Como hijos e hijas de Dios hemos de esforzarnos
por alcanzar el elevado ideal que el evangelio supone. No debemos conformarnos
con nada que esté por debajo de la perfección… Habrá una seria lucha por vencer
todo lo que se opone a la perfección cristiana (YI, 26
sept 1901).
Podéis decir que creéis en Jesús cuando
valoráis el precio de vuestra salvación. Podéis hacer esa alegación cuando
sentís que Jesús murió por vosotros en la cruel cruz del Calvario; cuando
tenéis una fe inteligente, una fe que comprende que su muerte hace posible que
dejéis de pecar y perfeccionéis un carácter justo mediante la gracia de Dios
que os es otorgado como compra de la sangre de Cristo… “Toda injusticia es
pecado”, y “pecado es transgresión de la ley”, por lo tanto, quienes quebrantan
la ley de Dios y enseñan a otros a quebrantarla no serán cubiertos con las
vestiduras de la justicia de Cristo. Él no vino para salvar al hombre en sus
pecados, sino de sus pecados (RH,
24 julio 1888).
El verdadero cristiano … la ley de Dios es su
delicia. En lugar de procurar rebajar la norma de los mandamientos divinos para
acomodarla a sus propias deficiencias, se esfuerza constantemente por elevar su
nivel de perfección. Esta debe ser nuestra experiencia si queremos estar
preparados para el día de Dios. Ahora, mientras dura el tiempo de prueba y aún
se oye la voz de la misericordia, debemos abandonar nuestros pecados (Maranatha, el Señor viene, 77).

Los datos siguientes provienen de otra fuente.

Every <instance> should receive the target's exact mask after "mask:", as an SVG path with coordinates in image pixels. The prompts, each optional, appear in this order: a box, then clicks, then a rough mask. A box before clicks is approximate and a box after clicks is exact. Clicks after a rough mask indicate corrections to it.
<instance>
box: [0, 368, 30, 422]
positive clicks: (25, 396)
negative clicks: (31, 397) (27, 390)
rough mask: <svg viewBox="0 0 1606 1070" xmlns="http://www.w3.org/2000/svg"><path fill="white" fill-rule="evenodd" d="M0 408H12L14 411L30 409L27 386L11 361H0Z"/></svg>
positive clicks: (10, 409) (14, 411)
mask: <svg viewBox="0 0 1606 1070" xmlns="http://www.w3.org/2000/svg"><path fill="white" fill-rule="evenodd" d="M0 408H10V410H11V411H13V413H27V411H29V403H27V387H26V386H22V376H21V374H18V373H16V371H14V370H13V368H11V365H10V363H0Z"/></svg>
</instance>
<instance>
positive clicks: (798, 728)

Satanás puede tentaros, pero de vosotros
depende si vais a ceder o no. Toda la hueste de Satanás carece de poder para
obligar al tentado a desobedecer. No hay excusa para el pecado (Maranatha,
el Señor viene, 80).
La calumnia y el reproche serán la recompensa
de los que defiendan la verdad como es en Jesús. “Todos los que quieran vivir
piadosamente en Cristo Jesús, padecerán persecución” (2 Tim 3:12). Los que dan
un franco testimonio contra el pecado, tan ciertamente serán aborrecidos como
lo fue el Maestro que les dio esa obra para hacerla en su nombre. Al igual que
Cristo, serán llamados enemigos de la iglesia y de la religión, y mientras más
fervientes y leales sean sus esfuerzos para honrar a Dios, más amarga será la
enemistad de los impíos e hipócritas. Pero no nos debemos desanimar cuando
seamos tratados así. Quizá seamos llamados “faltos de juicio y necios”,
fanáticos y aun locos. Quizá se diga de nosotros como se dijo de Cristo:
“Demonio tiene” (Juan 10:20). Pero la obra que el Maestro nos ha dado para
realizar, es todavía nuestra obra. Debemos dirigir la mente a Jesús sin buscar
alabanza u honor de los hombres sino entregándonos a Aquel que juzga
rectamente. Él sabe cómo ayudar a los que, mientras siguen en las pisadas de
Jesús, sufren en cierto grado el reproche que él soportó. Fue tentado en todo
como nosotros lo somos, para que supiera socorrer a los que son tentados (1 MS 83).